Two cities take the top score in multiple categories: Stockholm in intellectual capital and health, safety and security, and Singapore in transportation and infrastructure and ease of doing business. Seoul topped the list in technology readiness; Sydney took first place in sustainability and the natural environment; Beijing ranked first in economic clout; Berlin took first in cost; with Paris taking the top spot in livability and London topping the list as a city gateway.
The report notes that Asian cities perform well in several key categories.
Shanghai and Beijing move up the ratings, performing in the top five in economic clout and city gateway, the latter a new indicator that measures global attractiveness and accessibility. Four of the five leaders in inner-city transportation and infrastructure sit in Asia—Singapore, Seoul, Tokyo, and Hong Kong—versus last year when all five leaders were in America or Europe.

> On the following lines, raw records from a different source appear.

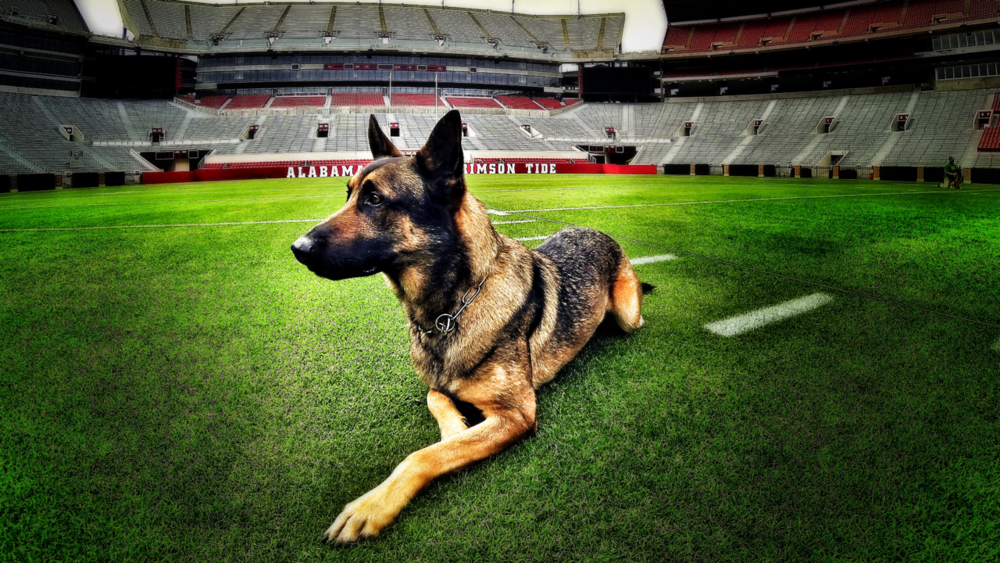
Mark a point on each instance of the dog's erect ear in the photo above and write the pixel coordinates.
(380, 144)
(441, 158)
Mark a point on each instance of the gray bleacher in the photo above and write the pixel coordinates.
(206, 21)
(559, 127)
(26, 129)
(408, 23)
(169, 18)
(717, 131)
(306, 21)
(941, 126)
(789, 129)
(861, 128)
(934, 133)
(499, 132)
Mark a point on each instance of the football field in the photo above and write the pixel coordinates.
(818, 379)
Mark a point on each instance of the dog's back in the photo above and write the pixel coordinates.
(592, 277)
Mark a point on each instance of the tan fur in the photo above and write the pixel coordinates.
(626, 299)
(490, 361)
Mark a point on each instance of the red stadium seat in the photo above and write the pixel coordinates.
(518, 102)
(473, 103)
(426, 100)
(357, 100)
(213, 102)
(299, 102)
(249, 102)
(549, 103)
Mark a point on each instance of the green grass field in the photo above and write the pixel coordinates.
(174, 386)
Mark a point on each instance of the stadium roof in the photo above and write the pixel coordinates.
(696, 10)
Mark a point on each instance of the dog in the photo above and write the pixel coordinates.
(490, 321)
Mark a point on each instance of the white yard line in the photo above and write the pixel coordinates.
(651, 259)
(159, 226)
(586, 208)
(745, 323)
(168, 201)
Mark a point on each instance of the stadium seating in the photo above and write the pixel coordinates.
(518, 102)
(456, 102)
(549, 103)
(248, 102)
(357, 100)
(991, 140)
(427, 100)
(837, 23)
(299, 102)
(213, 102)
(939, 127)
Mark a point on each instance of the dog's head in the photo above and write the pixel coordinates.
(398, 211)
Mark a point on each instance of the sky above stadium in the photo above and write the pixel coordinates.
(645, 20)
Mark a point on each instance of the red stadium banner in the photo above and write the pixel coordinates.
(334, 171)
(384, 66)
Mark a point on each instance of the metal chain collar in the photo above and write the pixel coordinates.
(446, 323)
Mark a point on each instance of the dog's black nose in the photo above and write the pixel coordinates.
(303, 248)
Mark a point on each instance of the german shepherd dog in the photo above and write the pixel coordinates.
(490, 321)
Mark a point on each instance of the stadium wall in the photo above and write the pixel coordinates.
(212, 175)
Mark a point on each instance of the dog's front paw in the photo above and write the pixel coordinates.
(363, 518)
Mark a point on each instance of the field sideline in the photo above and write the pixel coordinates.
(818, 379)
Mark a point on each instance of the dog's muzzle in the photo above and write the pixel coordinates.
(316, 255)
(304, 250)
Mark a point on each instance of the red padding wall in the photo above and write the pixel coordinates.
(212, 175)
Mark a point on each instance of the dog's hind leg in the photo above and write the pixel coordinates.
(625, 301)
(443, 408)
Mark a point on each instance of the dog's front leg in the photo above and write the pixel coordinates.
(450, 421)
(509, 417)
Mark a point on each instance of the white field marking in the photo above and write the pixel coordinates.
(651, 259)
(761, 317)
(159, 226)
(180, 189)
(168, 201)
(723, 201)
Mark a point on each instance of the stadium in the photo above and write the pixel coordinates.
(816, 378)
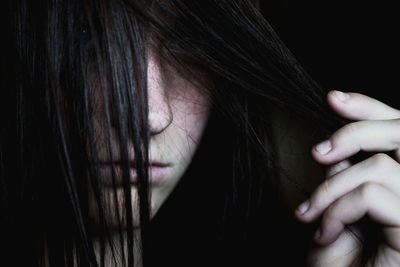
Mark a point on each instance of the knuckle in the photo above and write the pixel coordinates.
(329, 214)
(322, 193)
(352, 128)
(382, 160)
(369, 191)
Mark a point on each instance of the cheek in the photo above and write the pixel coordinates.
(191, 111)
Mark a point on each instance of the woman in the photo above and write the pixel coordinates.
(178, 132)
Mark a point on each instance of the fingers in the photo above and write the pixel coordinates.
(380, 169)
(375, 135)
(378, 202)
(355, 106)
(338, 167)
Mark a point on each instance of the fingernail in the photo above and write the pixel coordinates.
(303, 208)
(324, 147)
(341, 96)
(317, 234)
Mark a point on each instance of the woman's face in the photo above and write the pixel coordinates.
(178, 112)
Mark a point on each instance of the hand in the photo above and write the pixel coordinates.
(368, 188)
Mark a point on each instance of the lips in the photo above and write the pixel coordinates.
(157, 173)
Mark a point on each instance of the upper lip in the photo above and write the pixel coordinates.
(132, 163)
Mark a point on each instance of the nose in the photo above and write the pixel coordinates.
(160, 114)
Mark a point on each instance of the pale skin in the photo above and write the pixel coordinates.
(351, 191)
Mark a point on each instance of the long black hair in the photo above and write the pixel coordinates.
(59, 52)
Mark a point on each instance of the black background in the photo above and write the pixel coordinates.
(344, 45)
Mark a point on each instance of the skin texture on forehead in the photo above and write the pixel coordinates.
(178, 114)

Another interesting aspect of the report is its projections of how these 27 cities are likely to grow and develop out to 2025. The chart below (from the report) arrays them on both their projected levels of employment and population in 2025. (Click on chart for larger image.)
Courtesy of “Cities of Opportunity”
Now the picture is quite different. By 2025, the world’s largest cites in terms of projected people and jobs will mainly be in the BRICs and emerging economies. Beijing and Shanghai lead, followed by Mumbai, Tokyo, Istanbul, São Paulo, and Moscow.
New York and London are in the middle of the pack with Mexico City, Seoul, Hong Kong, and Singapore. Most Western cities — L.A., Chicago, San Francisco, Toronto, Milan, Paris, Madrid, Berlin, and Stockholm — can now be found in the slow-growing bottom left-hand quadrant of the chart, along with Sydney, Abu Dhabi, Kuala Lumpur, Johannesburg, and Buenos Aires.
One last thing: The report contains fascinating interviews with a wide range of eminent city builders, former mayors, and thinkers, but also with some non-obvious subjects like E.O. Wilson, an emeritus professor of entomology at Harvard University who won two Pulitzer Prizes for On Human Nature and The Ants (the latter with Bert Hölldobler). The report authors asked Wilson if he thought that urbanization was “programmed into our genetic leash,” to which he answered:
Cities just happen to be the aggregate of convenience. They’re becoming more and more necessary for high productivity in technologically advanced societies, and also becoming a necessity as natural resources, or transportation back and forth between dwellings and city centers, become scarcer. All those things conspire to move us into cities. What we have to do is make cities a lot more livable, and, by that, I mean more consistent with the fundamental emotional needs, the instinctive needs of human beings.